Mereka mencari cari darimana suara itu berasal, tiba tiba seorang pria muncul dari tembok dan mereka tambah heboh dan bersorak sorak kegirangan.
Dini mengkerutkan dahi nya tapi ia harus profesional dan melanjutkan nyanyiannya bersama pria itu yang tak lain adalah Al.
Al mendekat ke Dini, Dini yang seperti terhipnotis oleh pesona Al ia menggelengkan kepalanya.

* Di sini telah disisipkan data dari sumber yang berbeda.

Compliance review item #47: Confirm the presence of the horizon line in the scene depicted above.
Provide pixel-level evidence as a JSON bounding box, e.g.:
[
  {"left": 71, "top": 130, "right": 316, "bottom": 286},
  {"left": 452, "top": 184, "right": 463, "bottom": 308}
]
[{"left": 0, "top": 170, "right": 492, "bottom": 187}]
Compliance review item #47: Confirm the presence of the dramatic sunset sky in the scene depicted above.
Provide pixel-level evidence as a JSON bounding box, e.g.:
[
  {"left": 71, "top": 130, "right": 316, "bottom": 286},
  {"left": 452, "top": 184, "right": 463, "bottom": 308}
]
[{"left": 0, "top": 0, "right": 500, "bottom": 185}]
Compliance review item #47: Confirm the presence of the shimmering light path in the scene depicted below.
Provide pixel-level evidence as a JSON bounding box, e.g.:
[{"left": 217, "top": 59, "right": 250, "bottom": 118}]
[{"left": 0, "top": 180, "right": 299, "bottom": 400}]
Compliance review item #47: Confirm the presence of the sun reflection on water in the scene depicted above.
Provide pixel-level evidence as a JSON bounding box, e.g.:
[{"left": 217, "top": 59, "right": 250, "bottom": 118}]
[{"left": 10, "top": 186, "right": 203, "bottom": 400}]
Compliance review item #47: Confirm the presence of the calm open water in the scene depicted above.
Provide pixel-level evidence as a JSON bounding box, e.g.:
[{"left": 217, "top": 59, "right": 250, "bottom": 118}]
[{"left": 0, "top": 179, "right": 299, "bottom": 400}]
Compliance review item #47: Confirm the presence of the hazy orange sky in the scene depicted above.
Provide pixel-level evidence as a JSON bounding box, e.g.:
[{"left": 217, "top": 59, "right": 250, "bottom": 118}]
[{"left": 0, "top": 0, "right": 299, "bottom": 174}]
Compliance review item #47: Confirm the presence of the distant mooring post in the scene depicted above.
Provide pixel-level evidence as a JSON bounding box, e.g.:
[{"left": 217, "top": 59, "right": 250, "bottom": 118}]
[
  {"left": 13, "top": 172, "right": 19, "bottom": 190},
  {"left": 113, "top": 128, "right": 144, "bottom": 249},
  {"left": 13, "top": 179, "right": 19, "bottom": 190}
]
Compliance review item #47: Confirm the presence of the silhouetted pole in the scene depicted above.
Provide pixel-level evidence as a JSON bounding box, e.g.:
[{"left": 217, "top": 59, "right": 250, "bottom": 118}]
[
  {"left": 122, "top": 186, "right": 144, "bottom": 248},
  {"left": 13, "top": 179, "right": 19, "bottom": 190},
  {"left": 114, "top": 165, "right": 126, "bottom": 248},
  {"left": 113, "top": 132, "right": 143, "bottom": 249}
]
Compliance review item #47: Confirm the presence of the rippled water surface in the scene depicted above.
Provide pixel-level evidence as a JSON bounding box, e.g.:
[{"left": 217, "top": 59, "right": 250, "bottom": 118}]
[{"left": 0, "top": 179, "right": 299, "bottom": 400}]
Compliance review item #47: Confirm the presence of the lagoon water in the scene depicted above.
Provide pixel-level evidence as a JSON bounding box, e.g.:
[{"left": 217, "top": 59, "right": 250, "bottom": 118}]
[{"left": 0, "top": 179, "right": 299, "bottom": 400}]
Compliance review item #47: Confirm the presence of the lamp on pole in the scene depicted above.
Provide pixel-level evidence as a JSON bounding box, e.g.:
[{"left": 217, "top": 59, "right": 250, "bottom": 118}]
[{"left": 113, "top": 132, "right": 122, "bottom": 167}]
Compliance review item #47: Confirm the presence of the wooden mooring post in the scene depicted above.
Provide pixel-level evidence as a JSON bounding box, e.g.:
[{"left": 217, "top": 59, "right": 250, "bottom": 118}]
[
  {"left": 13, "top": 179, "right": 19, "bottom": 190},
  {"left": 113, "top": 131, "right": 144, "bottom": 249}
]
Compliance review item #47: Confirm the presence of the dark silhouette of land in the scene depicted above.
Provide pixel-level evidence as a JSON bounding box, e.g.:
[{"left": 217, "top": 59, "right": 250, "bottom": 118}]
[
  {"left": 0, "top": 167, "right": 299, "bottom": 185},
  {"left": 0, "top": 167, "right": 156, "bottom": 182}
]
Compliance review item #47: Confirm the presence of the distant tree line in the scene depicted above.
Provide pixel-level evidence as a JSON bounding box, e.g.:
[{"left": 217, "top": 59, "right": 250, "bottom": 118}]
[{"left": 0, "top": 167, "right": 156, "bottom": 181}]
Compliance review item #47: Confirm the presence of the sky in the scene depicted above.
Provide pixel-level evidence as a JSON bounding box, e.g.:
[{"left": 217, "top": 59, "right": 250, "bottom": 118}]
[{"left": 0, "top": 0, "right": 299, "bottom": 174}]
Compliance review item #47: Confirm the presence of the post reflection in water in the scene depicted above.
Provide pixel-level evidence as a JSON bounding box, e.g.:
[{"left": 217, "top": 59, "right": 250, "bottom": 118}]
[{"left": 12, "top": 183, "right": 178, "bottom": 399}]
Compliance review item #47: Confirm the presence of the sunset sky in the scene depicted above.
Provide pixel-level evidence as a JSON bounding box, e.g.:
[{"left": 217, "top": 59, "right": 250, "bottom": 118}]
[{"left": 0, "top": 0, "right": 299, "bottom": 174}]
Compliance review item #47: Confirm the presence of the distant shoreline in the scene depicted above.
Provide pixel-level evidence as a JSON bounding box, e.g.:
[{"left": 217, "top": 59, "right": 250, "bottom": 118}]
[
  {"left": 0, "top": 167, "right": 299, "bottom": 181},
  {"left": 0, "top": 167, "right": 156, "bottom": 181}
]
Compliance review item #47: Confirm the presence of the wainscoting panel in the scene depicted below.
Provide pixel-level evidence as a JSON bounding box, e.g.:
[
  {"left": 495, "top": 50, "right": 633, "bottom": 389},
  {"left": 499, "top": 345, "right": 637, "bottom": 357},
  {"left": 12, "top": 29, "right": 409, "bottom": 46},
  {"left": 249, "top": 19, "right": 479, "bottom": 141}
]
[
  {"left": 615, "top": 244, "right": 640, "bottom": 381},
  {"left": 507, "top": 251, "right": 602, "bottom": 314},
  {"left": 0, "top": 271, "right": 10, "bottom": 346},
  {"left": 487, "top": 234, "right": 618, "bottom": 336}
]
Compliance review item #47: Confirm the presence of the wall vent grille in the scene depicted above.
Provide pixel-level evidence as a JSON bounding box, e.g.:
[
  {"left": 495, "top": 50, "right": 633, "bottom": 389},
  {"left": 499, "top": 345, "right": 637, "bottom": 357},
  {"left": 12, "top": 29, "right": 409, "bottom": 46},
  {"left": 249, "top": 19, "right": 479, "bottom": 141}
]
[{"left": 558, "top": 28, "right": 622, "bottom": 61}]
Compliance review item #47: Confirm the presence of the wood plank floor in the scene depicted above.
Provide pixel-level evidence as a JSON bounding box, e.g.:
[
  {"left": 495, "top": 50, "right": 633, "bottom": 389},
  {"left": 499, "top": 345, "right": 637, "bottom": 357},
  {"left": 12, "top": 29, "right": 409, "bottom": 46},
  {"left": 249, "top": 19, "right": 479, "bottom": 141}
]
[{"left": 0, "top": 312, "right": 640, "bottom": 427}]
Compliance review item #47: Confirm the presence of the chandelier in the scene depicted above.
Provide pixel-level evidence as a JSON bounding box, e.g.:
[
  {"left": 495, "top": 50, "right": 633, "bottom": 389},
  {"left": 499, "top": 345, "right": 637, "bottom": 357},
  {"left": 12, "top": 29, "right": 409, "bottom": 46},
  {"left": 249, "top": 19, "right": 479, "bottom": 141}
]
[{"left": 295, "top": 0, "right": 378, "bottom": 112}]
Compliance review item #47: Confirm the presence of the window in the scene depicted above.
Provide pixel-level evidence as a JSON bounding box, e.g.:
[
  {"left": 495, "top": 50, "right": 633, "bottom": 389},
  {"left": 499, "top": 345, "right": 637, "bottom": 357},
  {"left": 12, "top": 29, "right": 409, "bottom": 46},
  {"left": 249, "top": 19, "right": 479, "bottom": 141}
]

"Sanggupkah kau dan aku memulai kembali
Merangkai hati yang hancur berkeping-keping
Sanggupkah kau berjanji tuk tetap disini
Menjaga hatiku
Bila kembali tak ingin pisah lagi oh..." Al dan Dini menatap satu sama lain dan bernyanyi sampai selesai.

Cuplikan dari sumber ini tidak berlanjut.